The only highway connecting Tofino and Ucluelet, B.C. with the rest of Vancouver Island will remain closed for six hours every weekday into next spring, the province has announced.

The daily closures have been in place since 2020 when the road construction near Kennedy Lake was supposed to have been completed.

Currently, the highway is closed between 5 a.m. and 7 a.m. and again between 11 a.m. and 3 p.m. Monday to Friday.

Outside of those times, including all day on weekends, traffic is stopped at the site until the top of each hour when single-lane alternating traffic is allowed to clear the work zone before closures resume for 30 to 45 minutes.

That schedule will remain in place through the winter and into next spring, the B.C. Transportation Ministry announced Thursday.

The closures are to allow for rock blasting as the highway is widened and straightened through the area.

"Blasting is limited to daylight hours due to continuing safety and predictability issues with the outer face of the bluffs," the province said in a statement. "Local residents have confirmed that maintaining the current daytime closure schedule impacts daily routines, businesses and tourism operations the least."

HOLIDAY SCHEDULE

The province says the daily closures will be temporarily suspended during the holidays.

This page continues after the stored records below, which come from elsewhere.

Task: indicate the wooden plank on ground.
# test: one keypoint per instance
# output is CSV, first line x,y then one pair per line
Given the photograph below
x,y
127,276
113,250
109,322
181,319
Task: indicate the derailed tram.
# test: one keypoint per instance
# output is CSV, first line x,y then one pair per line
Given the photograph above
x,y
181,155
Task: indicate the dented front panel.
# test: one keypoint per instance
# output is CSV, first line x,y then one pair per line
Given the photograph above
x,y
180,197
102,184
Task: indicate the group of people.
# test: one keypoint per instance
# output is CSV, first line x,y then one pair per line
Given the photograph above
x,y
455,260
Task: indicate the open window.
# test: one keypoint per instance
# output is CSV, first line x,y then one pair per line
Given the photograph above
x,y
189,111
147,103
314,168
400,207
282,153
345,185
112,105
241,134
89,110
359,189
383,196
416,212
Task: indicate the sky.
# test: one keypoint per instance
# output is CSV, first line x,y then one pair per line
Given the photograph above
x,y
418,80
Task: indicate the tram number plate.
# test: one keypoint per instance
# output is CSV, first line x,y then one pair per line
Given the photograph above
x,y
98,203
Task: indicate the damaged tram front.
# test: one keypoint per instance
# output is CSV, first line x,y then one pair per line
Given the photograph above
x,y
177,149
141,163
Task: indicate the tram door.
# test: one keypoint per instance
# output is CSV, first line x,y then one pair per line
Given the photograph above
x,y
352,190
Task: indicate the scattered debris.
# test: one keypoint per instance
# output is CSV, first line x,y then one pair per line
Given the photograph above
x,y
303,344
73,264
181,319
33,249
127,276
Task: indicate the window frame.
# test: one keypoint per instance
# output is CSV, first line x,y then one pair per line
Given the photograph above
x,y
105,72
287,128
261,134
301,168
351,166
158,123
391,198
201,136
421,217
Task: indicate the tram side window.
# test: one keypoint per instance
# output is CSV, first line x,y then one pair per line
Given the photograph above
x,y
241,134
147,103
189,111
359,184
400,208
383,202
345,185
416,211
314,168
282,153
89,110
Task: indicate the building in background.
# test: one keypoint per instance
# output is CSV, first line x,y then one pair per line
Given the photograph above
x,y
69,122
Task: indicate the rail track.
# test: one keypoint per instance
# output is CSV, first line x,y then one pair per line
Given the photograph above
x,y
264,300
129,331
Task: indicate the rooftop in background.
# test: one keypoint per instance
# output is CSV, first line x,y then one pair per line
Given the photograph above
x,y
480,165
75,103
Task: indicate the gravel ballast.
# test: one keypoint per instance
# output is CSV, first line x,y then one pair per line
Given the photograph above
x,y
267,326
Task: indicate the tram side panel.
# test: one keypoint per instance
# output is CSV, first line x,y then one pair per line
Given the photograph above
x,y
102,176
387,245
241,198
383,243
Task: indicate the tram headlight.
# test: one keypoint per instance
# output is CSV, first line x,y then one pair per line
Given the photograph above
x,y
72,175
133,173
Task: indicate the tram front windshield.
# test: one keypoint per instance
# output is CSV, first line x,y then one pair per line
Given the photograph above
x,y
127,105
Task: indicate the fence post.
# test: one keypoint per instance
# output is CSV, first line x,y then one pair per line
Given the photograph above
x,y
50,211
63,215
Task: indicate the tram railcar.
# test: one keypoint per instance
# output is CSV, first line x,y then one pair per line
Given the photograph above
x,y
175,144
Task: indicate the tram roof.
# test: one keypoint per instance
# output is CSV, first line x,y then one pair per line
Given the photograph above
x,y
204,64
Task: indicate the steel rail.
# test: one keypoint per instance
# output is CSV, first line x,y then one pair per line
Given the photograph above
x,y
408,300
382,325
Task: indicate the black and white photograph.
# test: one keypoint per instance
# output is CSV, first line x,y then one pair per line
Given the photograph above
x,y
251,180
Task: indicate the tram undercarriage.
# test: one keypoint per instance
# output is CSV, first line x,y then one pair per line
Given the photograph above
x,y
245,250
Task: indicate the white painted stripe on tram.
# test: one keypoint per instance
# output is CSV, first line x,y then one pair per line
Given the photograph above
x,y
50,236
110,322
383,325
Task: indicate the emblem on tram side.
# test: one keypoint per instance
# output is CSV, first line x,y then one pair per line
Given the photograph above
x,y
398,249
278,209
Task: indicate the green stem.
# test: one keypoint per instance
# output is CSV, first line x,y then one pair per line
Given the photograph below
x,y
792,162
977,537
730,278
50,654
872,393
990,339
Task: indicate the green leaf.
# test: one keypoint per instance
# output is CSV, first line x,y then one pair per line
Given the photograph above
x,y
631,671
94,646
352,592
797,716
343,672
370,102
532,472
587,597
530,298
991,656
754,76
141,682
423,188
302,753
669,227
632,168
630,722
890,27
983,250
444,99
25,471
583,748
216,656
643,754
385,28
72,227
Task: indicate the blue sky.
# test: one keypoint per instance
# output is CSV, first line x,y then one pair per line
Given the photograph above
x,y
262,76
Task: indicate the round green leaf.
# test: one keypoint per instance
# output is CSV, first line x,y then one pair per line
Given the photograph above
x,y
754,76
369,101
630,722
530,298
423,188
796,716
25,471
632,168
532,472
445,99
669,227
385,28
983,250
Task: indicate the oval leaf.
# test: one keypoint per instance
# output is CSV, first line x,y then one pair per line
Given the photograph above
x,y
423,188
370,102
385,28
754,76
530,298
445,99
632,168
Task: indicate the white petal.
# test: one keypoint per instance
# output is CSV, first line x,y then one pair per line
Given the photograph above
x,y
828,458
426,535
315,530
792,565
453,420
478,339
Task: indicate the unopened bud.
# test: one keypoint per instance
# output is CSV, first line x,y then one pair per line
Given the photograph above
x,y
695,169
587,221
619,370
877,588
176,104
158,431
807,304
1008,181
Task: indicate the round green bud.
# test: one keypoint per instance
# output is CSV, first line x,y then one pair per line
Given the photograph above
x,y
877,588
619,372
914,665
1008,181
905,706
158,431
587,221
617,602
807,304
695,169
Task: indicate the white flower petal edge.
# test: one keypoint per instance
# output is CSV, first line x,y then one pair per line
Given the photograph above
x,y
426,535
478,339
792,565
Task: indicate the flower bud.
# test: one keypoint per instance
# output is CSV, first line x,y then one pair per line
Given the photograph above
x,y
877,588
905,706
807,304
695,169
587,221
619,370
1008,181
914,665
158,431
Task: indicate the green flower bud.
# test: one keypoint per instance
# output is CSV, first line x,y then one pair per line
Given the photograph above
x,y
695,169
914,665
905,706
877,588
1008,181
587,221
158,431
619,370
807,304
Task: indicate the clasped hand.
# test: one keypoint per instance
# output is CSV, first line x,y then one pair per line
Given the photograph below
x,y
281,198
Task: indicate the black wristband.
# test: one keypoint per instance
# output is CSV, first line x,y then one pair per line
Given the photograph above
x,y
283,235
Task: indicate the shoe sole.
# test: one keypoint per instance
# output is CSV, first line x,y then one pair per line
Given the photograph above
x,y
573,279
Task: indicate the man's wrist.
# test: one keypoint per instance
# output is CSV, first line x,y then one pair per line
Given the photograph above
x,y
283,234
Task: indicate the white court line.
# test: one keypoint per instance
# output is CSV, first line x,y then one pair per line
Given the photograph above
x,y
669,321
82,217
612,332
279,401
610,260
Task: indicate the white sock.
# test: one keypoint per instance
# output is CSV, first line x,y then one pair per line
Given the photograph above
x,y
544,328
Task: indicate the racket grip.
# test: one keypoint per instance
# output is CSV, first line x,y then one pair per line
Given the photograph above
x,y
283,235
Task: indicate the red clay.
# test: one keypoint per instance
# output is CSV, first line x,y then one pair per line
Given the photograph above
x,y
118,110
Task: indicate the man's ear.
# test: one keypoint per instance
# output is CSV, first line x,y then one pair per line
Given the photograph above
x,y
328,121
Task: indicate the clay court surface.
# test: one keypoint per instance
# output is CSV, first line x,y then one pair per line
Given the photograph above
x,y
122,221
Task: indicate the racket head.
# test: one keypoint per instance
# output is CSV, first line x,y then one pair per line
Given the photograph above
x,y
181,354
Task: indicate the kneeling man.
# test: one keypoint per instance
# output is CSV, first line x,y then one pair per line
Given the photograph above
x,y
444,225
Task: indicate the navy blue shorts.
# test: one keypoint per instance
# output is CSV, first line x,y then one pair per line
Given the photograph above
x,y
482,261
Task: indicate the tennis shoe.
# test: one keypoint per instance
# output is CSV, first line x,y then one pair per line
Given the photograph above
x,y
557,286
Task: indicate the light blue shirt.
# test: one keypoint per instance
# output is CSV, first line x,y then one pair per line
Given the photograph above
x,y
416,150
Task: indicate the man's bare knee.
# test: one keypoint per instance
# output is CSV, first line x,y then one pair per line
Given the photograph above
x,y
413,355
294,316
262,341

There will be no prolonged closures between Dec. 18 and Jan. 3, 2022, but the single-lane alternating traffic clearances will continue.

The daytime closure schedule will resume on Jan. 4.

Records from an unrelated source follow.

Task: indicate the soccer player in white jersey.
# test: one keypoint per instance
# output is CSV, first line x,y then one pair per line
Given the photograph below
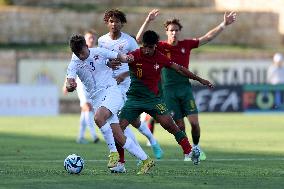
x,y
89,65
123,43
87,114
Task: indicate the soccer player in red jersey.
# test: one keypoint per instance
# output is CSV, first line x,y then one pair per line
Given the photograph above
x,y
177,91
143,94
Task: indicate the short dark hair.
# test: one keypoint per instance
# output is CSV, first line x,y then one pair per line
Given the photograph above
x,y
173,21
150,38
115,13
77,43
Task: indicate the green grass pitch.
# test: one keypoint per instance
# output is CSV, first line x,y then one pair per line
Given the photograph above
x,y
243,151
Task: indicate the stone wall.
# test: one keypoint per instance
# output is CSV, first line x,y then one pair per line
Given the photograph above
x,y
113,3
8,67
42,25
276,6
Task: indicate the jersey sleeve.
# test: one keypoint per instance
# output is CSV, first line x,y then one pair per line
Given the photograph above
x,y
133,44
72,70
192,43
108,54
165,60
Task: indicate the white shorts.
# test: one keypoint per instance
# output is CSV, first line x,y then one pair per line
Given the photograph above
x,y
110,98
124,86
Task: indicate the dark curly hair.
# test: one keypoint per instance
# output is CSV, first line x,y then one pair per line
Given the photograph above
x,y
115,13
173,21
76,43
150,38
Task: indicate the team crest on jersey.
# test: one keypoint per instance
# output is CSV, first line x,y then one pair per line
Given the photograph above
x,y
156,66
120,48
96,57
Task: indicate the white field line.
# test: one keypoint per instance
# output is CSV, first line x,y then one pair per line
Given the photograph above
x,y
161,160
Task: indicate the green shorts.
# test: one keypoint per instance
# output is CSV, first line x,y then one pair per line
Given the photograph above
x,y
180,101
133,107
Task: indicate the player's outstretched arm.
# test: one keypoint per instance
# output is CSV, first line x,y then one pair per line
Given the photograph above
x,y
121,77
71,84
182,70
151,16
229,18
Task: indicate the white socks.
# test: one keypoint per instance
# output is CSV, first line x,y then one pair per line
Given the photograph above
x,y
89,118
108,136
82,127
146,132
129,133
134,149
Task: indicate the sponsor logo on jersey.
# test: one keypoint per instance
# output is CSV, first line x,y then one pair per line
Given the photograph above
x,y
156,66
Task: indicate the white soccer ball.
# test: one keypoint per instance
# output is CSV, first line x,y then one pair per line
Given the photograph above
x,y
73,164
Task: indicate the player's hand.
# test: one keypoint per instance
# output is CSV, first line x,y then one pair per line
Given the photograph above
x,y
71,84
206,83
121,77
130,58
229,17
153,14
64,90
114,64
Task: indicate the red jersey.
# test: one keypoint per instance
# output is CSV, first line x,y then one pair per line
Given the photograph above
x,y
145,71
179,53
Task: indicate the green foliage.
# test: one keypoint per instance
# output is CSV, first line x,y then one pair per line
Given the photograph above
x,y
36,47
6,2
243,151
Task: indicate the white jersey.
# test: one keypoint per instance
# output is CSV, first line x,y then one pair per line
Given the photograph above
x,y
93,72
123,45
82,93
275,75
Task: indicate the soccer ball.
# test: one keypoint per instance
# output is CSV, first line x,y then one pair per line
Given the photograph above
x,y
74,164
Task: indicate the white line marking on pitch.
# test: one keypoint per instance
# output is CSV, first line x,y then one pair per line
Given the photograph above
x,y
160,160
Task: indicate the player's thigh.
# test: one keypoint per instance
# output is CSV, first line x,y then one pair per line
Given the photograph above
x,y
113,100
187,102
172,103
167,122
130,111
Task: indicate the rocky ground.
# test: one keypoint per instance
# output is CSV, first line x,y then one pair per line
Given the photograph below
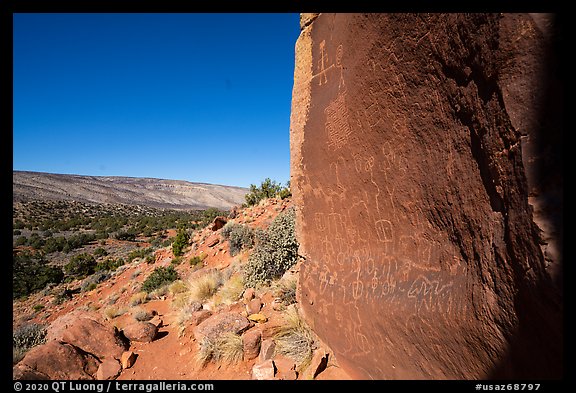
x,y
109,333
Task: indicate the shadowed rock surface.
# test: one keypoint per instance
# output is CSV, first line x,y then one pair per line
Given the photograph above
x,y
426,172
157,193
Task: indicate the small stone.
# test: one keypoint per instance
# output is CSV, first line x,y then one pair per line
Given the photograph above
x,y
248,294
140,332
285,368
157,321
267,349
108,369
260,318
254,306
128,358
317,364
264,370
277,304
199,316
213,242
251,344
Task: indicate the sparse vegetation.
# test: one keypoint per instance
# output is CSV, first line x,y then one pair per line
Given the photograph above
x,y
31,273
26,337
203,287
159,277
239,237
227,348
139,298
267,189
276,250
180,243
230,291
80,266
139,314
294,338
113,311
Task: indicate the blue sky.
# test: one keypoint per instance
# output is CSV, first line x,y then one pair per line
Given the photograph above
x,y
197,97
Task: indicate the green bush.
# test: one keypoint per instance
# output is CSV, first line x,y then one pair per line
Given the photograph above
x,y
28,336
268,189
139,253
159,277
31,273
100,252
276,250
109,264
239,236
80,266
180,243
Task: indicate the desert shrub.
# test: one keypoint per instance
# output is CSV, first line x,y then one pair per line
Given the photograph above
x,y
21,241
285,290
159,277
30,273
180,243
54,244
177,286
26,337
209,215
230,291
294,338
109,264
285,192
139,298
195,260
100,252
139,253
276,250
113,311
239,237
139,314
91,282
80,266
268,189
126,236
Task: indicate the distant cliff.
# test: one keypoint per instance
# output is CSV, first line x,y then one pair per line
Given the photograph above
x,y
427,175
157,193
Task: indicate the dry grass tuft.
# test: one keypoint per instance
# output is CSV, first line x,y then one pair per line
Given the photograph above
x,y
294,338
205,286
112,312
227,348
138,298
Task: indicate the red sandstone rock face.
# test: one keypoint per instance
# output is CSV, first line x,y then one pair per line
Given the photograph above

The Kennedy Lake construction project was originally scheduled for completion in summer 2020 at a cost of $38.1 million. The cost has since grown to $53.9 million, with an estimated completion date of summer 2022.

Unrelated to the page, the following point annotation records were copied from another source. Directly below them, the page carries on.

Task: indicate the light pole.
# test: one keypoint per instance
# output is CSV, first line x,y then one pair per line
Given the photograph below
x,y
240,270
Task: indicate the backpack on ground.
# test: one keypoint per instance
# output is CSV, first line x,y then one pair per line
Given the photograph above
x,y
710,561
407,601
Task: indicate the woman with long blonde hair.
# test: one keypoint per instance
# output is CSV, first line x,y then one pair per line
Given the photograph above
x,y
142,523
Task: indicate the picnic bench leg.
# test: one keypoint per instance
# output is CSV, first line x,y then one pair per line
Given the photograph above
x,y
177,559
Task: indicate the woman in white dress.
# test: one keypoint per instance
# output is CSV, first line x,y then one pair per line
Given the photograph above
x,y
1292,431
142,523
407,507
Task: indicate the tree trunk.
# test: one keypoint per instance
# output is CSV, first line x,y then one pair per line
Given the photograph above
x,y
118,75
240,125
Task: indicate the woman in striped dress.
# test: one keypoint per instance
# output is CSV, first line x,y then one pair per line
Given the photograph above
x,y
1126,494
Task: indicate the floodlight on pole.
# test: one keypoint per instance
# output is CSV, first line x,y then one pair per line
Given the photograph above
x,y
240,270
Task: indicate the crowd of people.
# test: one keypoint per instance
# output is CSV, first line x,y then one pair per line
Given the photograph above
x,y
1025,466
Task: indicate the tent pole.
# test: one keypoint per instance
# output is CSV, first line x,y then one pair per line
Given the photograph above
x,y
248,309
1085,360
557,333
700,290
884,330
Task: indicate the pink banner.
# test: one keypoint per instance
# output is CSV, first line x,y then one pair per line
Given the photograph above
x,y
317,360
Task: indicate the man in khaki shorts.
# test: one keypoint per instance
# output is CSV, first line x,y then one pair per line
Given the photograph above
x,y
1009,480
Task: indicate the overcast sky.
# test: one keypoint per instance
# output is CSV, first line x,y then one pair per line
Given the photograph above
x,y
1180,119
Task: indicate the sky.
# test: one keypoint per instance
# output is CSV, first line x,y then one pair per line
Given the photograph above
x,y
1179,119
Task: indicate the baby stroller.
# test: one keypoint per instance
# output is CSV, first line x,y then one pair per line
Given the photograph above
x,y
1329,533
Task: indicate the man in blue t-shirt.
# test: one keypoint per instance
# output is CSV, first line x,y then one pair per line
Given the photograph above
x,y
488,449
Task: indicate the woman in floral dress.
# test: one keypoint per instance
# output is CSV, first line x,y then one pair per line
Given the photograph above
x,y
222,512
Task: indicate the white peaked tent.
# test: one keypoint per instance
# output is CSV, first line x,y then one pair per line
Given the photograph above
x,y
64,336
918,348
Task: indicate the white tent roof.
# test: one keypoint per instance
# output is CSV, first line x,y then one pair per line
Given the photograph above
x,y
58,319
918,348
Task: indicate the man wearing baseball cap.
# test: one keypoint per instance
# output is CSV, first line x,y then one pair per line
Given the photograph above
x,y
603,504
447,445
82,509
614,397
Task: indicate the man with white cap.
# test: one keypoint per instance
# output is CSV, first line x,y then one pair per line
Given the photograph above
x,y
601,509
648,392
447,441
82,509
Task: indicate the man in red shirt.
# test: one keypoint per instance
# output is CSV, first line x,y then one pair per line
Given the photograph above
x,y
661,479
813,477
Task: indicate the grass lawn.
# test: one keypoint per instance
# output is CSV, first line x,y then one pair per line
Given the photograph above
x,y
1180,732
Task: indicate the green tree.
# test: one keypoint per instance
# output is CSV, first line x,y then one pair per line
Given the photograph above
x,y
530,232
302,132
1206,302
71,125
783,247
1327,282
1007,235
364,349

Early last year, blasting at the site triggered a rockslide that cut off access to Tofino and Ucluelet for a weekend.

"A variety of factors, including the challenges presented by the COVID-19 pandemic, the need for smaller blasts due to the nature of the fractured bedrock, increased environmental protections, and the repairs to Highway 4 resulting from blasting damage at the project site in January 2020 have contributed to a new projected project completion date and increase in budget," the province says.

The ministry estimates the construction is now 75 per cent complete.